I planned to arrive at the arena late, late enough to have limited counsel;
for I doubted that my performance with Leg’cy would stand scrutiny.
For several weeks, she’d been “off” when trotting left with a sort of limp,
and I knew we’re not at the top of our game going any which way.

Yet as chance would have it, my unsolicited advisors had overstayed;
such was the inviting day, warming, and a horse barn brings curiosities,
conversations.  So the three coaches soon were advising: more inside flexion,
this way, no, that.  How is she today?  Looks sound.  Push with that inside leg—
Kick if she doesn’t move over.  Give on the right rein.  Your other right!
Sit up.  Steady.  It’s not a rocking horse. Breathe, through your hands.
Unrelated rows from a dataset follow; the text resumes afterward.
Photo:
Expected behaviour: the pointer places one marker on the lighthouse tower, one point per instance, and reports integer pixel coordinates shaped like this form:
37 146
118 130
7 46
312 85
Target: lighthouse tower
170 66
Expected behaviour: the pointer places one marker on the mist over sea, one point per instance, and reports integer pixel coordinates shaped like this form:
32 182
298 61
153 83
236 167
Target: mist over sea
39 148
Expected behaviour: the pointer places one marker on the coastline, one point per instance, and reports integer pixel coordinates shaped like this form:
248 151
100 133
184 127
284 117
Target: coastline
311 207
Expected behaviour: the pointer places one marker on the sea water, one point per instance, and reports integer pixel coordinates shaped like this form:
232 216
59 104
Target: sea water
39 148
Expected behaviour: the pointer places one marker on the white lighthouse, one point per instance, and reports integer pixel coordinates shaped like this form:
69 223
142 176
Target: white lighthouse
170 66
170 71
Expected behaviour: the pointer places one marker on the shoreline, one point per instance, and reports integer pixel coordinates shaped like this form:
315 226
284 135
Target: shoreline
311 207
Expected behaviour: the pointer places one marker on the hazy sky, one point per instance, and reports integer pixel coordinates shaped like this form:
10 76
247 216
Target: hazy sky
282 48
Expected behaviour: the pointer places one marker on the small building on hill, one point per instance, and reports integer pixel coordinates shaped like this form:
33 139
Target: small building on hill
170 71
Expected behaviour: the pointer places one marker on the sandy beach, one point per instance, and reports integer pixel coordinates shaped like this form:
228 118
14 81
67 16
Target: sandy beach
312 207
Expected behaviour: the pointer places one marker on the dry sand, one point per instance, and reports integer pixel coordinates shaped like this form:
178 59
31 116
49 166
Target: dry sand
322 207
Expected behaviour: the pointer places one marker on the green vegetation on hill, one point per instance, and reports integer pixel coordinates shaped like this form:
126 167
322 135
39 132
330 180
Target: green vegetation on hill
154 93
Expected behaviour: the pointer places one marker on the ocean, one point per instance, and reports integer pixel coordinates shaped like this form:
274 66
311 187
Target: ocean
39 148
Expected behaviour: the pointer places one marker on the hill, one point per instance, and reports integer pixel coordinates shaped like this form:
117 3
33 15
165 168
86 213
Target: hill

I wasn’t sure in the first quarter-hour if all this direction was helpful.
The work was hard.  I like the light touch; they pushed me to be stronger.
Then I began to notice that the affirmations connected with a pattern:
a contact so close as if my fingers were inside her teeth—then release—
as if the holding goes right past a tight rein until the other disappears.
Time, too.  That’s timespacemattering.  And gone, so delicate, it’s easily
neverwas.  A dance notion had flitted in much earlier, but in rhythm
unfamiliar.  More strong-strong-strong-soft, than iambs; a different pulse,
seeming inconsistent.  Could it be the hand containing us
is pressing more, demanding no more separation of particle from wave?

Since I began this with Alexander Pope’s Essay on Criticism, it seems apt to conclude likewise, with a few less familiar lines:

            ‘Tis more to guide than spur the Muse’s Steed;
            Restrain his Fury, than provoke his Speed;
            The winged Courser, like a gen’rous Horse,
            Shows most true Mettle when you check his Course.

I’m going to the Quantum Storytelling Conference with this love of the muse, horsemanship, and I’m checking on our course.